What is the Levenshtein distance?
by Stephen M. Walker II, CoFounder / CEO
What is the Levenshtein distance?
The Levenshtein distance is a string metric for measuring the difference between two sequences. It is calculated as the minimum number of singlecharacter edits (insertions, deletions or substitutions) required to change one word into the other.
The Levenshtein distance is often used in data processing where comparing and matching strings is needed. For example, it can be used in spell checking, DNA sequence alignment, and even in some machine learning algorithms to find the most similar string to a given one.
The Levenshtein distance is a powerful tool that can be used in a variety of data processing applications. It is important to remember that the Levenshtein distance is not always the best metric for string comparison, as it does not take into account the semantic meaning of the words.
What are its key features?
There are many features of the Levenshtein distance, but some of the key features include:

It is a measure of the minimum number of singlecharacter edits needed to change one word into the other.
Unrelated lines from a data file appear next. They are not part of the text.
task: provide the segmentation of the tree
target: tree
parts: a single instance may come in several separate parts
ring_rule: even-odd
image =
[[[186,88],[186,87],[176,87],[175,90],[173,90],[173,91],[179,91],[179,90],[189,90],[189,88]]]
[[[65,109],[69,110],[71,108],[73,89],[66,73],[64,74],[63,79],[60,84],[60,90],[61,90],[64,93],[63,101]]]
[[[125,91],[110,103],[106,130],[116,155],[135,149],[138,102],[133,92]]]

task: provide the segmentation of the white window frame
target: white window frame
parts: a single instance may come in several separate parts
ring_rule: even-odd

It is symmetric, meaning the distance from A to B is the same as the distance from B to A.

It is a metric, meaning it satisfies the triangle inequality.

It is robust to small changes in the input strings.
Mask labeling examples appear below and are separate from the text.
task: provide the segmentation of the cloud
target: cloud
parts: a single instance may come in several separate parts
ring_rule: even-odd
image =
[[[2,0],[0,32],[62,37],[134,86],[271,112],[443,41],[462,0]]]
It can be computed efficiently using dynamic programming.
How does it work?
The Levenshtein distance works by constructing a matrix that represents the cost of transforming one string into another. The cost of each operation (insertion, deletion, substitution) is usually set to 1, but can be adjusted depending on the application.
It is calculated by counting the minimum number of operations (insertions, deletions or substitutions) required to transform one string into another. For example, the Levenshtein distance between "kitten" and "sitting" would be 3 because it takes 3 operations (1 insertion, 1 deletion, and 1 substitution) to transform "kitten" into "sitting".
The matrix is filled in using a dynamic programming approach, where the cost of transforming a prefix of the first string into a prefix of the second string is computed based on the previously computed costs. The final Levenshtein distance is the value in the bottom right corner of the matrix.
What are its benefits?
There are many benefits to the Levenshtein distance, but three of the most important benefits are:

It is a simple and intuitive measure of string similarity.

It can be computed efficiently using dynamic programming.
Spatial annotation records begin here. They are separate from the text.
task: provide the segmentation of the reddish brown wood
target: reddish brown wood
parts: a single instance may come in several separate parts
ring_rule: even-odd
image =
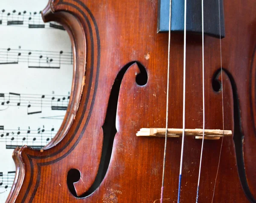
[[[6,202],[160,202],[164,139],[136,136],[141,128],[165,127],[168,36],[157,33],[157,0],[49,1],[43,12],[44,20],[62,23],[74,47],[76,63],[70,107],[56,137],[44,150],[26,146],[17,149],[14,158],[18,172]],[[234,132],[238,126],[235,122],[241,122],[244,180],[255,199],[256,4],[253,0],[224,3],[225,129]],[[183,36],[172,34],[171,37],[169,127],[181,128]],[[201,42],[200,36],[187,37],[188,129],[202,128]],[[219,40],[206,37],[205,43],[205,127],[221,129],[221,94],[212,86],[213,76],[221,66]],[[147,83],[143,86],[136,83],[140,70],[137,63],[130,63],[122,81],[117,133],[105,178],[92,194],[76,197],[67,186],[67,173],[71,169],[80,172],[80,179],[75,184],[79,195],[93,183],[112,85],[122,68],[132,61],[145,67]],[[234,111],[236,100],[230,79],[232,77],[241,117]],[[164,202],[177,199],[181,143],[181,139],[168,141]],[[199,202],[211,202],[221,143],[221,140],[205,141]],[[195,201],[201,144],[200,140],[185,138],[181,202]],[[237,166],[234,140],[224,138],[213,202],[250,202],[243,190]],[[251,198],[250,202],[256,202]]]

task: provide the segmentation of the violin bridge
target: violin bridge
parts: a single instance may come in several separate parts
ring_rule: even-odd
[[[169,128],[168,137],[179,137],[182,136],[182,129]],[[136,134],[137,137],[165,137],[165,128],[142,128]],[[185,129],[185,135],[193,136],[195,139],[203,139],[203,129]],[[219,140],[222,137],[231,136],[231,130],[204,130],[204,139],[206,140]]]

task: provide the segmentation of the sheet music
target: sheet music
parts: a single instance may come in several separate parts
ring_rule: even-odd
[[[44,23],[48,0],[3,0],[0,8],[0,202],[10,192],[13,149],[54,137],[70,99],[73,58],[64,27]]]

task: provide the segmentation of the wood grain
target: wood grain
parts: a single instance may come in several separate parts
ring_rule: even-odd
[[[256,4],[224,1],[224,128],[233,136],[224,138],[213,202],[255,203],[255,82],[251,78]],[[157,0],[49,1],[43,12],[45,20],[63,24],[73,46],[70,107],[46,149],[18,149],[15,157],[19,176],[7,202],[160,202],[164,140],[136,136],[142,128],[165,126],[168,36],[157,33]],[[188,35],[187,40],[186,128],[202,128],[201,39]],[[183,42],[182,34],[172,34],[170,128],[182,126]],[[219,40],[206,37],[205,43],[205,128],[222,129],[221,89],[216,91],[212,86],[221,79]],[[136,80],[140,64],[147,73],[144,85]],[[102,126],[108,121],[111,89],[124,67],[128,69],[118,92],[109,165],[92,191],[101,163],[105,136]],[[167,142],[163,202],[177,199],[181,143],[180,138]],[[199,202],[211,202],[221,144],[221,140],[205,142]],[[185,137],[181,202],[195,201],[201,144],[200,140]],[[68,187],[67,175],[72,169],[80,172],[75,189],[83,198],[74,196]]]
It is robust to small changes in the input strings.
What are its limitations?
Despite its many benefits, the Levenshtein distance also has some limitations:

It does not take into account the semantic meaning of the words.

It can be sensitive to the length of the strings.

It does not handle transpositions (swapping two adjacent characters) well.

It may not be the best choice for all applications, as other string metrics may be more appropriate depending on the specific requirements.

The cost of each operation is usually set to 1, but choosing the best cost can be applicationdependent and is not always straightforward.